Key & Peele are biracial; both have white mothers and black fathers. In an early episode, they riff on this concept in front of a live audience (these conversational, stand-up-style segments went away by the final season.) Because of their biracial background, Key says, “we find ourselves particularly adept at lying, because on a daily basis we have to adjust our blackness, you know what I mean?”

“There’s many reasons we do that,” says Peele. “Like to terrify white people. Because with the way that we sound, the way we actually talk, we’re not terrifying anybody. We sound very white.” This is an issue, as Jordan explains later: “You never want to be the whitest-sounding black guy in a room.”

Some of the best sketches zero in on this art of code-switching. In “Obama Meet & Greet,” Peele-as-POTUS warmly embraces every black person in the crowd but offers only brisk handshakes to white people. At the end, he cradles a black baby girl in his arms, cooing about how “she is so beautiful, I want another one!” Then, upon being introduced to a white baby girl, he shakes her tiny hand and says, plainly, that it’s nice to meet her.

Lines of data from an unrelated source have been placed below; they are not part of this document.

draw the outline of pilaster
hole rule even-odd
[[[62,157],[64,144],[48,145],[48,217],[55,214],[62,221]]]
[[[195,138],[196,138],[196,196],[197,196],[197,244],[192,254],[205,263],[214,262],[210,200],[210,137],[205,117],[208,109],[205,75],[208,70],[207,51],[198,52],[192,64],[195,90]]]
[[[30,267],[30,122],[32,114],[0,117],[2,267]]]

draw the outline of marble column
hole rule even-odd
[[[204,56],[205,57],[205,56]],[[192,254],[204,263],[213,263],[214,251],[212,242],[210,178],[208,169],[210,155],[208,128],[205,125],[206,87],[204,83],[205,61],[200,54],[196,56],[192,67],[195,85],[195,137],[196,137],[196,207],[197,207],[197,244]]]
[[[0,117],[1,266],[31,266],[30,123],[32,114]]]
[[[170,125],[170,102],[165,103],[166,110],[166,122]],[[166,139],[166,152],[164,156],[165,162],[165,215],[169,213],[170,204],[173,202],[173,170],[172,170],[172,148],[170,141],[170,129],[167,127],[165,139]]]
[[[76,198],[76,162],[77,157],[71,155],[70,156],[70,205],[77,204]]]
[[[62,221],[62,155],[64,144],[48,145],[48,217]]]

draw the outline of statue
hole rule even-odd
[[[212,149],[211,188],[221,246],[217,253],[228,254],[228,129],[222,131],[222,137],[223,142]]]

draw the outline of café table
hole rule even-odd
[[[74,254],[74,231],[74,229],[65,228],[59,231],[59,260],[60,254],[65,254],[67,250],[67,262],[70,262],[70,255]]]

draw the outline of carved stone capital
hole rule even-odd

The show requires both men to frequently hide certain aspects of their appearance, voice, and physicality as they play up others, so that within any given episode Peele can transform from Barack Obama to a black man in whiteface trying to hide out from the Nazis to “M.C. Mom,” a surprisingly great rapper who happens to be Key’s mother. Both disappear into the hyper-specific characters they create to such a degree you completely ignore what is most readily apparent about his looks and see, instead, what they want you to see.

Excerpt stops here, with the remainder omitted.